Re: rdfs rdb vocabulary (again) from Ivan Mikhailov on 2008-05-27 (public-xg-rdb2rdf@w3.org from May 2008)

From: Ivan Mikhailov <imikhailov@openlinksw.com>
Date: Tue, 27 May 2008 12:43:34 +0700
To: Richard Cyganiak <richard@cyganiak.de>
Cc: public-xg-rdb2rdf <public-xg-rdb2rdf@w3.org>
Message-Id: <1211867014.13676.286.camel@master.iv.dev.null>

Hello Richard,


> 1) the validity and usefulness of the schema itself (or any such 
schema);
> I would insist that such a schema should be modelled after the SQL  
> standard rather than the relational algebra.

I totally agree with you. There are too much things that are interesting
for mapping but are out of the scope of relational algebra. You've
mentioned some options of columns, I'd extend the list with
enumerations, subtables, user-defined types, free-text indexing, access
control, procedure views. Nevertheless all that data are useless without
estimated or real statistics for cost model. If the SPARQL processor is
built into the RDBMS in question then there's no need in schema that
just duplicates data from system tables. If the SPARQL processor is in a
separate process and the RDBMS access is limited then SQL code
generation requires cost data.


> 2) possible use in automated SQL-SPARQL rewriting (2-way);
> 
> SPARQL-to-SQL over such a schema is straightforward, although I don't  
> believe this is a useful way to access relational data.

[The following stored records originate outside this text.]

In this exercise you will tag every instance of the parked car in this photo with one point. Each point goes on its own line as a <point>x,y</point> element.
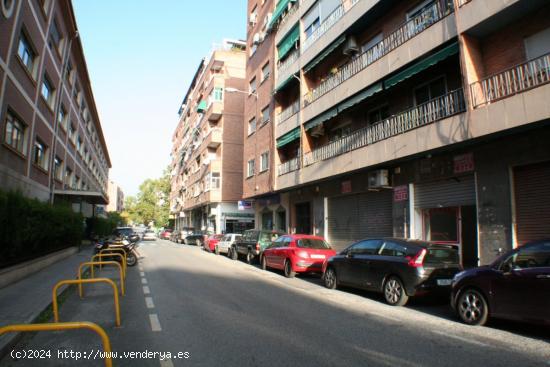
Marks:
<point>195,239</point>
<point>149,235</point>
<point>395,267</point>
<point>211,241</point>
<point>165,235</point>
<point>226,242</point>
<point>515,286</point>
<point>297,254</point>
<point>253,243</point>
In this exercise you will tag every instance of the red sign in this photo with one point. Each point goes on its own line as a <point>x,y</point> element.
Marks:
<point>346,187</point>
<point>464,163</point>
<point>400,193</point>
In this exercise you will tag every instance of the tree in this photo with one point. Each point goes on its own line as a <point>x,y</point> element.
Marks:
<point>152,203</point>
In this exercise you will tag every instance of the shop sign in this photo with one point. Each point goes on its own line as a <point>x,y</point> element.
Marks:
<point>464,163</point>
<point>243,205</point>
<point>400,193</point>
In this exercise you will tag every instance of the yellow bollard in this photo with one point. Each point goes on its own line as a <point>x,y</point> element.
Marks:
<point>92,265</point>
<point>86,281</point>
<point>65,326</point>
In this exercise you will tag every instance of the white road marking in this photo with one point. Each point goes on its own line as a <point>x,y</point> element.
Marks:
<point>155,323</point>
<point>166,363</point>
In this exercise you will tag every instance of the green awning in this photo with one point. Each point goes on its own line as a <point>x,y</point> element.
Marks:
<point>327,115</point>
<point>279,9</point>
<point>284,83</point>
<point>287,43</point>
<point>327,51</point>
<point>289,137</point>
<point>360,97</point>
<point>422,65</point>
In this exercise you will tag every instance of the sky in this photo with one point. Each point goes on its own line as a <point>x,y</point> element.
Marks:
<point>141,56</point>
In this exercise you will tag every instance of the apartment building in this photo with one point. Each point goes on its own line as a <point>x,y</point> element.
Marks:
<point>52,145</point>
<point>116,198</point>
<point>207,151</point>
<point>425,119</point>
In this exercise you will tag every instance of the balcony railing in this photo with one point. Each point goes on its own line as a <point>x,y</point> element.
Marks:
<point>512,81</point>
<point>402,34</point>
<point>285,64</point>
<point>288,112</point>
<point>289,166</point>
<point>331,20</point>
<point>421,115</point>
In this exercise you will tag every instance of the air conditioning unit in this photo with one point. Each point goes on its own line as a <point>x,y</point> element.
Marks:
<point>350,46</point>
<point>378,179</point>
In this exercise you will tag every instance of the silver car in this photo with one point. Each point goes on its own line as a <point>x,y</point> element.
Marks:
<point>225,243</point>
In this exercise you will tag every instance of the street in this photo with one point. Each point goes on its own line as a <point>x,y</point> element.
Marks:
<point>216,311</point>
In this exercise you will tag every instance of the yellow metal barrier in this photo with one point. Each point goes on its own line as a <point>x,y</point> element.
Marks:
<point>86,281</point>
<point>65,326</point>
<point>92,265</point>
<point>101,256</point>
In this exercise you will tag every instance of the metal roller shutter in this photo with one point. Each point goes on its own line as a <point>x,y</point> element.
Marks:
<point>443,194</point>
<point>532,195</point>
<point>358,216</point>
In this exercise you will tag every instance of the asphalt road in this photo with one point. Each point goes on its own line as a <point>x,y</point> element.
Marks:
<point>216,311</point>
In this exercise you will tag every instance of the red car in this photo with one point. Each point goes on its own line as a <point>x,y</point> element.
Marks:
<point>211,241</point>
<point>297,254</point>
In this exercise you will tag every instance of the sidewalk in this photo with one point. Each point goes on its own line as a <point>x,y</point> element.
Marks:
<point>24,301</point>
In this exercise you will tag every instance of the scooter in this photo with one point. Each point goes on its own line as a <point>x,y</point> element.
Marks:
<point>127,244</point>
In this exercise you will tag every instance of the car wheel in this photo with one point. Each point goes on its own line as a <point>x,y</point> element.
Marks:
<point>331,281</point>
<point>289,273</point>
<point>394,292</point>
<point>472,307</point>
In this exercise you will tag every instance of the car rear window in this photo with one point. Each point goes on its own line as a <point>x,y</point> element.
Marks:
<point>442,255</point>
<point>312,243</point>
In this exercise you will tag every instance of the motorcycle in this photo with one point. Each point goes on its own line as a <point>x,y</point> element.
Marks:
<point>128,244</point>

The schema without detailed description of mappings is useless.
We know two things from real use cases.
1. Straightforward mappings are no more than initial drafts of useful
mappings. Even if initial intention is "do something", the very next
wish is to map to FOAF, SIOC etc., because SPARQL is for data
aggregation.
2. It's impossible to compile a non-trivial SPARQL query into efficient
SQL without paying attention to every natural restriction of the
mapping.

> 3) possible use as an intermediate format between RDB and domain-specific ontologies.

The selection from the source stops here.